Si, sono arrivato dopo quegli anni intensi in biancoverde in cui, tra le mille cose positive, ho vestito anche la fascia. Il che non può non avermi aiutato. Credo di aver portato qualcosa senza dubbio, ma per quanto riguarda il discorso ambientamento, questo è stato facilitato dall’essermi ritrovato in un gruppo di ragazzi fantastici. Chi era già qui a Camerano mi ha trasmesso sin da subito uno spirito d’appartenenza al posto molto forte. Ed è quel che serve.

Invece rispetto al recentissimo passato… Il tuo ottavo centro di sabato scorso che ha aperto il big match contro la Filottranese è stato un gol tanto pesante quanto i tre punti che avete poi portato via. Fino dove potete spingervi nel girone di ritorno?

“Stiamo facendo bene, dimostrando che possiamo giocarcela con tutte fino alla fine. All’inizio non se lo aspettavano in molti, però siamo li. Se io ho trovato il gol già otto volte in questo girone d’andata il merito è da spartire equamente con tutti i miei compagni. Che ad un attaccante come me non fanno altro che facilitare le cose. Ci stiamo superando e ne siamo contenti tutti. Dove arriveremo sarà da pregustarlo partita per partita”.

Parlando di superarsi. Quest’anno sei già a buon punto per cercare di battere il tuo personale record di dodici reti nella stagione 2021-22 in questa categoria. Dove trovi a 33 anni la spinta per cercare di superarti di sabato in sabato?

“Quell’anno complessivamente furono tredici, poiché ne siglai uno, ahimè inutile, nella finale play-out. Sicuramente, in questo, la volontà di superarmi è forte. La spinta me la danno il divertimento, l’adrenalina precedente alla gara e la bellezza di vivere sempre al massimo lo spogliatoio. Senza queste i trentatré anni inizierebbero a farsi sentire più di quanto già non lo facciano (ride, ndr)”.

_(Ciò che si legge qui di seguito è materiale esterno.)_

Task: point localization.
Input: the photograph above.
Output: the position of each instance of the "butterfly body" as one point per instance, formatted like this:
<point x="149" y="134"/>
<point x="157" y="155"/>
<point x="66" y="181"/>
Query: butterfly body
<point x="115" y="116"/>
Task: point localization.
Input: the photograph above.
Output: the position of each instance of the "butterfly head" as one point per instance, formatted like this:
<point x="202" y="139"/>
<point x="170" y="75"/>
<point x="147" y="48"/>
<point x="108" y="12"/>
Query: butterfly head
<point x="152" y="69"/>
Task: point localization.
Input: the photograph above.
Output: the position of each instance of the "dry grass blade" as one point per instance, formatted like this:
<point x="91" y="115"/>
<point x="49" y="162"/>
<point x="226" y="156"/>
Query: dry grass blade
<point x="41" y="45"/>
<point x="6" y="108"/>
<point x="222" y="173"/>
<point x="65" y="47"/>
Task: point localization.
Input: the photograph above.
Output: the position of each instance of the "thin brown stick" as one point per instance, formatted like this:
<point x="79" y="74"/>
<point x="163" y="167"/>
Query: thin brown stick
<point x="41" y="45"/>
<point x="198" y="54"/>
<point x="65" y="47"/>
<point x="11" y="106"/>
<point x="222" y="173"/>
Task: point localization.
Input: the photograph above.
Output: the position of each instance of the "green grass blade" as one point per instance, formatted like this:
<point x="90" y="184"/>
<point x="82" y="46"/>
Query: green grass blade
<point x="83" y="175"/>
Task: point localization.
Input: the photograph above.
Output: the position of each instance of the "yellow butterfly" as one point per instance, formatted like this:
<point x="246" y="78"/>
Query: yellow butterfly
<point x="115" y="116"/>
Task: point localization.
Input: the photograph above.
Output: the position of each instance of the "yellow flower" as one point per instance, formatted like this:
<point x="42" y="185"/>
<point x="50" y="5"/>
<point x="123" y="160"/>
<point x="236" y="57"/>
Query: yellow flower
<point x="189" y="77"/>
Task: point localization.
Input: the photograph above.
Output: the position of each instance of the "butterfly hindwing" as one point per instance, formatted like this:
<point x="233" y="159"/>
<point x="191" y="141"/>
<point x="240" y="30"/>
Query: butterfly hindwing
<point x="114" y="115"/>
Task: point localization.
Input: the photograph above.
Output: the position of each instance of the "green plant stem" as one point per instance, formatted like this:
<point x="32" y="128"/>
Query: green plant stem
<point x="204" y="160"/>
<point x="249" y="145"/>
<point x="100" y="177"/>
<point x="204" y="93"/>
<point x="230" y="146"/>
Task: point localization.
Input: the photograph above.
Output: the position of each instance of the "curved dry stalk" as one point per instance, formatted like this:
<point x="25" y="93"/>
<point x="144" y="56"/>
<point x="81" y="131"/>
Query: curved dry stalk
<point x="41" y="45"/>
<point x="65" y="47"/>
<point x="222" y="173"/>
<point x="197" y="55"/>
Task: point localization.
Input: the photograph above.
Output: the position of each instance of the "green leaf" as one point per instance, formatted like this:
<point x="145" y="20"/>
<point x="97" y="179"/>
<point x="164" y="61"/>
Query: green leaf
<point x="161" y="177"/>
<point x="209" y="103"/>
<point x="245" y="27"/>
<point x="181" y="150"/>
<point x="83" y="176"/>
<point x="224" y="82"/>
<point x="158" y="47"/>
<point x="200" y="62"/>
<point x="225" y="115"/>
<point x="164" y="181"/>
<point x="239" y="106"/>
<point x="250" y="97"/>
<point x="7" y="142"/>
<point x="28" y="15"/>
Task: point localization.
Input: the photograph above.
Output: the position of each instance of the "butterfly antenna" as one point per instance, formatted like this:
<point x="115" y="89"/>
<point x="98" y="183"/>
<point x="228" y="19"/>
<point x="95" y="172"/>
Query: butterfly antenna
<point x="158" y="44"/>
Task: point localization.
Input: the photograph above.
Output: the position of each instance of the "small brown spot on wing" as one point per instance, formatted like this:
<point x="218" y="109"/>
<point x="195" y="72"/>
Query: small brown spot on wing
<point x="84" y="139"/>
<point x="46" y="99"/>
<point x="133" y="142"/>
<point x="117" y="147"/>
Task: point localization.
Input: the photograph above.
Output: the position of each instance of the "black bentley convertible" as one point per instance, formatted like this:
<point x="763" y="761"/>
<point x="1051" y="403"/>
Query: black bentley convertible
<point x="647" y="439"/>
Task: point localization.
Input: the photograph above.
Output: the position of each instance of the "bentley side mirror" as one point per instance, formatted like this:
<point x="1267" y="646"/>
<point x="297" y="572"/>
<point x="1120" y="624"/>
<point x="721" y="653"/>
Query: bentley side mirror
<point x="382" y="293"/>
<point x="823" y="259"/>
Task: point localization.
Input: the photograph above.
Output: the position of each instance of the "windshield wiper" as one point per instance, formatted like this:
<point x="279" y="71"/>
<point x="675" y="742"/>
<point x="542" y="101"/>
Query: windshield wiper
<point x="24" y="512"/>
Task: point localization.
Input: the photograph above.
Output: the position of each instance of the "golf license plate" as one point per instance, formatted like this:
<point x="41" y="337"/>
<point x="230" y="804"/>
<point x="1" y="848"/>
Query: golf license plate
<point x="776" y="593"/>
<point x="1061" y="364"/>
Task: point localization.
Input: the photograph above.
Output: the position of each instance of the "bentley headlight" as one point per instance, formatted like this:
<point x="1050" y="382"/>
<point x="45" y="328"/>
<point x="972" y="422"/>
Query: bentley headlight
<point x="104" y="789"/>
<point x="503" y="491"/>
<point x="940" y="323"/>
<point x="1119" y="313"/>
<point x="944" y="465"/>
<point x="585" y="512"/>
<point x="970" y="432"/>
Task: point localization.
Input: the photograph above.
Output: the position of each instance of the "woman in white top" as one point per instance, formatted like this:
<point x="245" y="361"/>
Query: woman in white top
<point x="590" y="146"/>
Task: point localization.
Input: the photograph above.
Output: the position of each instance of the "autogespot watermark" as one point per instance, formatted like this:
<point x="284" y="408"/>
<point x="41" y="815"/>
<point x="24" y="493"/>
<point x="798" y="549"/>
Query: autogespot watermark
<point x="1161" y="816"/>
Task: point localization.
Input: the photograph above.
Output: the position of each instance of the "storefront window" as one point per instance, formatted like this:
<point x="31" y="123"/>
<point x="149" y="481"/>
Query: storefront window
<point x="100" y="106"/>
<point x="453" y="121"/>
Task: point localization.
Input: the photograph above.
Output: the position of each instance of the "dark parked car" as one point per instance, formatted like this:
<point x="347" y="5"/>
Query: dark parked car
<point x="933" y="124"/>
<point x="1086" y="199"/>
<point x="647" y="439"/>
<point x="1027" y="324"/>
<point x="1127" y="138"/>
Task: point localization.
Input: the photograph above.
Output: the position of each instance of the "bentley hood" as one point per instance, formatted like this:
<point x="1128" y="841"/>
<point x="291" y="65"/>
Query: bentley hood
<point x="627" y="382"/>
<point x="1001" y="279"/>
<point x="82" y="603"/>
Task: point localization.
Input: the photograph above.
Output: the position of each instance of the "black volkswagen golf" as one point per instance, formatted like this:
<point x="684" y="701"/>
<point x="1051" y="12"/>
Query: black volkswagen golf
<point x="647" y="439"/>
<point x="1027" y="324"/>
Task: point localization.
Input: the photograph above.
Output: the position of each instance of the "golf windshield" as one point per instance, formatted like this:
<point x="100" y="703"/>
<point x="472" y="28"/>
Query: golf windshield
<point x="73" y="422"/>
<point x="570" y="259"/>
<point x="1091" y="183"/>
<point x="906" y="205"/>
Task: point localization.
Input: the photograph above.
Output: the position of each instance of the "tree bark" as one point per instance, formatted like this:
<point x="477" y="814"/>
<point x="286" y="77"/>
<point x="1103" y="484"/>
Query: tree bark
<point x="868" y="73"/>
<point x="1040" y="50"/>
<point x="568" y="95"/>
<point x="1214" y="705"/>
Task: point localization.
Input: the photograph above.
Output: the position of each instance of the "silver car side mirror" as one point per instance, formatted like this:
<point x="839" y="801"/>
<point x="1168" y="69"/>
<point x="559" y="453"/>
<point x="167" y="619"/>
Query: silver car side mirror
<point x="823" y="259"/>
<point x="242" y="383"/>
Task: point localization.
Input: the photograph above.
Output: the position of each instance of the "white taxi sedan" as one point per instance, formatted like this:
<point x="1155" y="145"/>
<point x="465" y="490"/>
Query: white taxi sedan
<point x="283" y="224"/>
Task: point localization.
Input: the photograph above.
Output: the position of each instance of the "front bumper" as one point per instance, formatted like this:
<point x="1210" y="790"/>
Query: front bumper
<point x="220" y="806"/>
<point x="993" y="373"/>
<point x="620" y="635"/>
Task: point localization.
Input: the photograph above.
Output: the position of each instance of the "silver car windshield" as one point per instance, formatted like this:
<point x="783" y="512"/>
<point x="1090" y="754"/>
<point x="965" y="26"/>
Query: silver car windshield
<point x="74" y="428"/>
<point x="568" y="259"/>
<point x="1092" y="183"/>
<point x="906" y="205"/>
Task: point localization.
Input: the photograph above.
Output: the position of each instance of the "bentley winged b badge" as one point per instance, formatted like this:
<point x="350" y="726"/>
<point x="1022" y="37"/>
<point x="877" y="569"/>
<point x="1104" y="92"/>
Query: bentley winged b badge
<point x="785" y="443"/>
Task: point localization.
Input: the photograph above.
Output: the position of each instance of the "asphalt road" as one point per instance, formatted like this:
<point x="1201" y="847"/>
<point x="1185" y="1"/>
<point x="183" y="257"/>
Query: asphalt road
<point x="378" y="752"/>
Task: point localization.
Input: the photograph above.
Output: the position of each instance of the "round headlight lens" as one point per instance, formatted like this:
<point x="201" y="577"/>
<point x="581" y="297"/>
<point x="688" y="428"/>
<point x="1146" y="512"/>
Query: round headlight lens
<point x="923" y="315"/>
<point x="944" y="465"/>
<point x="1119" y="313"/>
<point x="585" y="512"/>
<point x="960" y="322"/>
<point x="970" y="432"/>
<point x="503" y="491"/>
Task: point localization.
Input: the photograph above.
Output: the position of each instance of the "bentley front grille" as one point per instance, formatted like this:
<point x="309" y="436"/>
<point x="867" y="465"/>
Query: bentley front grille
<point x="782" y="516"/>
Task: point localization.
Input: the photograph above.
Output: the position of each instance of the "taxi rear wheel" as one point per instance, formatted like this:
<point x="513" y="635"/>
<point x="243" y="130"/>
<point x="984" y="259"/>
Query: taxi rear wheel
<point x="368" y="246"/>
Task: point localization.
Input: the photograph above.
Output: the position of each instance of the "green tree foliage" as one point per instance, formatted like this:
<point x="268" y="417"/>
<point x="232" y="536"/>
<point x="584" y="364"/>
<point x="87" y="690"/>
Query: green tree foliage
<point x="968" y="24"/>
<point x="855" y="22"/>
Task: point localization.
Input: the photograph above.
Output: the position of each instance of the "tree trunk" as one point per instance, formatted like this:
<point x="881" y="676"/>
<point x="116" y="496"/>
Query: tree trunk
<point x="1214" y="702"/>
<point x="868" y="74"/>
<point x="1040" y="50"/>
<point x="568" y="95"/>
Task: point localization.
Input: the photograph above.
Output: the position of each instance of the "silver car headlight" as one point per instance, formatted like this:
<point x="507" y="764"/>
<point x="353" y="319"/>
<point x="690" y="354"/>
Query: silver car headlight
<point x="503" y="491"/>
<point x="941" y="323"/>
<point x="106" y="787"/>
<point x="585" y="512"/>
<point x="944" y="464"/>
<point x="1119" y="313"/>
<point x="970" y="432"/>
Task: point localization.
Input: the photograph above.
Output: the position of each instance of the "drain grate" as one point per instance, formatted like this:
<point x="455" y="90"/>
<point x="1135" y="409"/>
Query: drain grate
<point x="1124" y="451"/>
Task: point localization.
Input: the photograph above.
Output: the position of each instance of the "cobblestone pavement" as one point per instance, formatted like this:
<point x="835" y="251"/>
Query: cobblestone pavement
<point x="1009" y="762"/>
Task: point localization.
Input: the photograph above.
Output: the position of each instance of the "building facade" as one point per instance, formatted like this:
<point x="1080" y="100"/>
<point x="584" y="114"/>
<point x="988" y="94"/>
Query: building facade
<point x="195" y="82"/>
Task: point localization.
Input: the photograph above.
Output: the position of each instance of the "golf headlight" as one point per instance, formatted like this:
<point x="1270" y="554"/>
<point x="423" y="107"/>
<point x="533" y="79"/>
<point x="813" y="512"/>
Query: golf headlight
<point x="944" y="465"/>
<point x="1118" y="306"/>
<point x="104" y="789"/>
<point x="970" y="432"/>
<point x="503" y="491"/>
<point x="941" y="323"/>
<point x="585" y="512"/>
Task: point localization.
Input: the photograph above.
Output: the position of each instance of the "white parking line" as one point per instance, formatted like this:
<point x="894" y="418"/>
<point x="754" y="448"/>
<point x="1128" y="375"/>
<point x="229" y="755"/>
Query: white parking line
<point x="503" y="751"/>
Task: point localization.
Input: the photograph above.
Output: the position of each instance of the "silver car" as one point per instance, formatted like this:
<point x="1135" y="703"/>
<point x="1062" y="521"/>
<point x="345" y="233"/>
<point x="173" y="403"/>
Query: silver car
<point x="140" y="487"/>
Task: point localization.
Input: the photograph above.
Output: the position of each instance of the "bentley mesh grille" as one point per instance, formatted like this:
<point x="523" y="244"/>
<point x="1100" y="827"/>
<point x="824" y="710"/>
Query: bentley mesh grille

Prima, ripercorrendo il tuo score, abbiamo detto che ne hai fatti veramente tanti. Uno in particolare a cui sei legato maggiormente?

Ti direi senza tanti fronzoli il primo in Eccellenza a neanche diciotto anni compiuti. Con la Castelfrettese. Oltre che per valore emotivo, anche prettamente per l’aspetto tecnico. Uno dei gol più belli che abbia mai fatto in vita mia”.

In apertura si è fatto ovviamente riferimento alla Falconarese. Tu hai rappresentato per tante stagioni un vero e proprio caposaldo di ogni gruppo con cui hai spartito gioie e dolori.

Già. Quelli all’ombra di Falconara sono stati sei campionati costantemente emozionanti. Abbiamo fatto su e giù tra Prima e Seconda Categoria e io mi sono sempre trovato ad esser trattato splendidamente da tutti. Delle oltre cento presenze che maturai in biancoverde non posso che associare un ricordo vividissimo. Quest’estate era arrivato il momento di cambiare ed ho scelto alla grande, ma alla Falconarese rimarrò per sempre grato. Da distanza, faccio sempre il tifo per i miei ex compagni. Spero possano salvarsi al più presto”.